A new report, released by the U.S. Government Accountability Office Wednesday, shows the FBI's use of facial recognition technology is "far greater" than previously understood, said Senator Al Franken, the Minnesota Democrat who requested the GAO report.

The FBI's Next Generation Identification-Interstate Photo System (NGI-IPS), which allows law enforcement agencies to search a database of more than 30 million photos of 16.9 million people, raises serious privacy concerns, Franken added in a press release.

"Facial recognition technology is a new and powerful tool that holds great promise for law enforcement," he said. "But if we don’t ensure its accuracy and guard against misuse, I am concerned about the risk of innocent Americans being inadvertently swept up in criminal investigations."

The FBI's use of NGI-IPS has lacked transparency because the agency has been slow to assess the privacy impact when changes are made to it, according to the GAO report.

Before NGI-IPS became fully operational in April 2015, the agency also conducted only limited accuracy tests of the service, the GAO added. 

The FBI "has not assessed how often errors occur," the report said. 

The agency isn't conducting operational tests of the system, added Diana Maurer, a homeland security director at GAO. While the FBI has tested the system in controlled settings, "what we don't know is how accurate it is in real-world use," she said in a GAO podcast.

The FBI agreed with a handful of recommendations from the GAO but disagreed with two others.
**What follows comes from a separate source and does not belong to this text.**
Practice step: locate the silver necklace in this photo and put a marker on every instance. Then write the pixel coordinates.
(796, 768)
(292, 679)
The agency and the Department of Justice don't need to re-evaluate the way they assess the privacy impacts of the system because those assessments were done and because the DOJ "continually strives to assess and refine its internal processes and procedures," the FBI said.
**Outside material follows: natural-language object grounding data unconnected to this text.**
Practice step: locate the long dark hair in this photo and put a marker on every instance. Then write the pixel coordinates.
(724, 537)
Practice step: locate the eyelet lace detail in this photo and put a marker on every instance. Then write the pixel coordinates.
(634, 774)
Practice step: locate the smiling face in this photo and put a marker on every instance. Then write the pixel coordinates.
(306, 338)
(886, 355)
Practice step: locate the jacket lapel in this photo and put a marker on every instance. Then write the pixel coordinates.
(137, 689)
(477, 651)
The FBI searches photo databases "in strict compliance with state and federal law," the agency added.

Concerns about the accuracy of the system are overstated, according to the FBI. NGI-IPS is not used for a positive identification of a criminal suspect, but instead "provides a gallery of likely candidates that are to be used as investigative leads."

The FBI has no authority to enforce the accuracy of photos coming from other sources, it added.

Photos in NGI-IPS come from criminal mug shots, drivers' license applications, and other sources.

As of December 2015, the FBI had agreements with seven states that allow them to search NGI-IPS and was working with more states to grant access.